Floating ocean buoys send some good news

The ocean’s capacity to absorb carbon dioxide and circulate vertically appears undiminished, according to a CSIRO study. [9 December 2008 | Peter Boyer]

Washing Tasmania’s southern shores is the world’s coldest, stormiest ocean, with a formidable and deserved reputation for making humans feel insignificant. As any round-the-world yachtie will tell you, the Southern Ocean is full of surprises.

Dr Steve Rintoul holds an Argo robotic profiler, which will be joining over 3000 others already at sea informing science about ocean temperature, salinity and circulation.  PHOTO BRUCE MILLER

Dr Steve Rintoul holds an Argo robotic profiler, which will be joining over 3000 others already at sea informing science about ocean temperature, salinity and circulation. PHOTO BRUCE MILLER

CSIRO oceanographer Dr Steve Rintoul, who has plied its waters many times over the years, will vouch for that. He’s a co-author of a study of Southern Ocean circulation which has revealed a surprising resilience in the ocean’s responses to rising carbon dioxide levels.

Thanks to burning of fossil fuels and rapid deforestation, there is more carbon dioxide in the atmosphere now than there’s been for hundreds of thousands, and very likely millions, of years. To reduce these high levels we’ll need all the help we can get.

Which is where our oceans come in. There are two big natural processes, or “sinks”, that remove carbon from the atmosphere: the growth of trees and other land plants, and the dissolving of carbon dioxide in the oceans.

Current scientific wisdom based on standard ocean models is that as ocean waters get warmer, their circulation – essential to the health of marine ecosystems – will tend to slow down and their capacity to absorb carbon dioxide will diminish.

But using observation data from a world-wide observing system of robotic ocean profilers called Argo floats, Dr Rintoul and his collaborators from Germany’s Institute of Marine Research found that the Southern Ocean is actually holding up well to changing conditions.
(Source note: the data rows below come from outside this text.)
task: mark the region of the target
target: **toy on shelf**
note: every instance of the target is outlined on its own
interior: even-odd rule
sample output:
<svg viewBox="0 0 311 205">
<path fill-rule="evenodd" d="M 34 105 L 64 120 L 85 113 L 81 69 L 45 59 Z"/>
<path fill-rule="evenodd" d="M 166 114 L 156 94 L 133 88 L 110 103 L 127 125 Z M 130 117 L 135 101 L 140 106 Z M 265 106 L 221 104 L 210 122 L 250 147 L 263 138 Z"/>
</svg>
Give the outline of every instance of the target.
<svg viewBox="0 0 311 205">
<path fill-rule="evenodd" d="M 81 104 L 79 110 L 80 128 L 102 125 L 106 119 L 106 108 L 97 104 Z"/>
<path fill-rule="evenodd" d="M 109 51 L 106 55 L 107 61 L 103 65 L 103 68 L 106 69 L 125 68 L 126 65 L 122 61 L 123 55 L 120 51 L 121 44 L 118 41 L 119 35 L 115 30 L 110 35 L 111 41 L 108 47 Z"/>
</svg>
While the massive Antarctic Circumpolar Current has shifted slightly closer to Antarctica, it seems to have lost none of its capacity to absorb carbon dioxide from the air and to circulate its waters vertically, allowing nutrients to flow between surface and deep water.

The study found that while the power of stronger winds may be lessening, small-scale ocean eddies act to balance this. Today’s climate models can’t represent these small-scale motions, and overestimate the response of the Southern Ocean to changes in winds.

The many models used for the 2007 report of the Intergovernmental Panel on Climate Change were all global in their scope – designed to deal with broad-scale, long-term shifts in climate. At that resolution they seem to work well, because on a global scale there are broad boundaries and patterns that today’s computers can usefully interpret.

But modelling patterns at a higher resolution for more detailed information about a part of the planet – Tasmania, for instance, or segments of the Southern Ocean – has a higher level of uncertainty attached to it.

Dr Rintoul’s study addresses that uncertainty, emphasising the complexity and unpredictability of our world and reminding us of science’s continuing need for multiple methods and data sources.

Computer models are valuable tools for climate, as they are for other physical, economic and social phenomena. But as any tradesman knows, tools need to be used skilfully and within their limits – and they can never be a substitute for good workmanship, or good thinking.